Protein Poems

Matthew Dickman

I’ve been reading poetry for almost twenty years.

I mention this because whenever you read a certain genre for an extended period of time you can find yourself returning over and over to old favorites. Which is good! Who doesn’t keep eating chocolate when chocolate is so awesome? (Especially when the chocolate’s ordered from Lagusta’s Luscious in New Paltz, NY!) Often I find myself returning to the poems of Gerald Stern, Yusef Komunyakaa, Diane Wakoski, and others.

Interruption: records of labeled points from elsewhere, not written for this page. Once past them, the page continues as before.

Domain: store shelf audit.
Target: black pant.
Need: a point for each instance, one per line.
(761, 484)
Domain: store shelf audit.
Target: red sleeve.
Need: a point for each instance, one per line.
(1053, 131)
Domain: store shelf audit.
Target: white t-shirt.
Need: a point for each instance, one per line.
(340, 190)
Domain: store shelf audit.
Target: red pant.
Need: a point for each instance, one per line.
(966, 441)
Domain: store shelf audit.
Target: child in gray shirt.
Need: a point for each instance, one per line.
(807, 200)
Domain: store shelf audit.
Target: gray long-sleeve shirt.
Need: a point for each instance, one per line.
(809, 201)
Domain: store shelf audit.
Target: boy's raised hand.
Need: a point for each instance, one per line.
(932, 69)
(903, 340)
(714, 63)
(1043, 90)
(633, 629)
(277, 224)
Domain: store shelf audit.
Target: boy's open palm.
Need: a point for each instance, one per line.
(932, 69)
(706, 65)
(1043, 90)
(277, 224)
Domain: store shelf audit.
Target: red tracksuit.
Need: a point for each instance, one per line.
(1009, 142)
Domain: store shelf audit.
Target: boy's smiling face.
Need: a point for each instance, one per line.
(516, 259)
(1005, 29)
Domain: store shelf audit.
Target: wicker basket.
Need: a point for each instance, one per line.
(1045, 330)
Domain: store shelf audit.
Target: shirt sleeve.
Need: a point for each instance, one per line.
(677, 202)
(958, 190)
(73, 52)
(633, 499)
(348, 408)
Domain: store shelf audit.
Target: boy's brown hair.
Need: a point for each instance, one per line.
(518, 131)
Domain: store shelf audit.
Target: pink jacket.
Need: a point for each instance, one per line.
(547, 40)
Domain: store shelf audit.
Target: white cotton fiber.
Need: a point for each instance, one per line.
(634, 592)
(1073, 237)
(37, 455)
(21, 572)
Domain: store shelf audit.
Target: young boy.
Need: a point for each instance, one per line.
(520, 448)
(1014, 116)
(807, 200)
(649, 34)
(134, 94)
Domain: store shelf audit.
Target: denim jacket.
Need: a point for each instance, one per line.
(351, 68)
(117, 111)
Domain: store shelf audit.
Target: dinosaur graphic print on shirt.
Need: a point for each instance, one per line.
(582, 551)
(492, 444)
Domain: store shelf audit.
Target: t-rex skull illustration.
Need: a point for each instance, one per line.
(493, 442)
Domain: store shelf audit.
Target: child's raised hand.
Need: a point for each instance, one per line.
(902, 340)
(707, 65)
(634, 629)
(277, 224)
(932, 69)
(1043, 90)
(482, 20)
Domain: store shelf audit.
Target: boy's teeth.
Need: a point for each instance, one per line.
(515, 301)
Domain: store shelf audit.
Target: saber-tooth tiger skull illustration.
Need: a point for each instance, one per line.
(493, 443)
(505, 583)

Poets I have read over and over with joy, sadness, and mystery. But sometimes one should pick up an orange or a cantaloupe, maybe some broccoli. In fact, a balanced diet of the well-established protein and the brand new vitamin is important to the body of any reading life. Really I’m hungry for both. I’m equally thrilled to find myself at the table with a Pulitzer Prize winner’s tenth book or, as I find myself this evening, a first book that makes you feel like you’ve been starving your whole life, until now.

I mention all this food, the protein and vitamins, because our bodies need them and in her first book of poems, Grunt of the Minotaur (Insomniac Press, 2011), Robin Richardson is writing for the body, for our bodies and our sensual, intelligent, minds. They are also poems that threaten, that darken the path. I received a copy of the book three days ago and can’t stop reading it. Lines like:

“Red stripes of the barber wrapped like cherry
floss around a pole. At least he used his hands, letting
blood as he swiped bristles from a pale chin”  (from A Post-Industrial Eulogy)

And

“gently. I tore my clothes and choked.
The tip of my tongue a lovely blue, I licked
her ear like Claudius and wouldn’t let go”  (from Scavenger of Ships)

There is an incredibly moving balance of formality and wild human eroticism, violence and tenderness, in Richardson’s book. There is in this collection, as Richardson writes in the poem ‘Feet, Small and Shapely’, a steady rising in a high campaign of casting out,/ catching something wide and writhing, greater than the self.

I felt greater than myself when I consumed this book.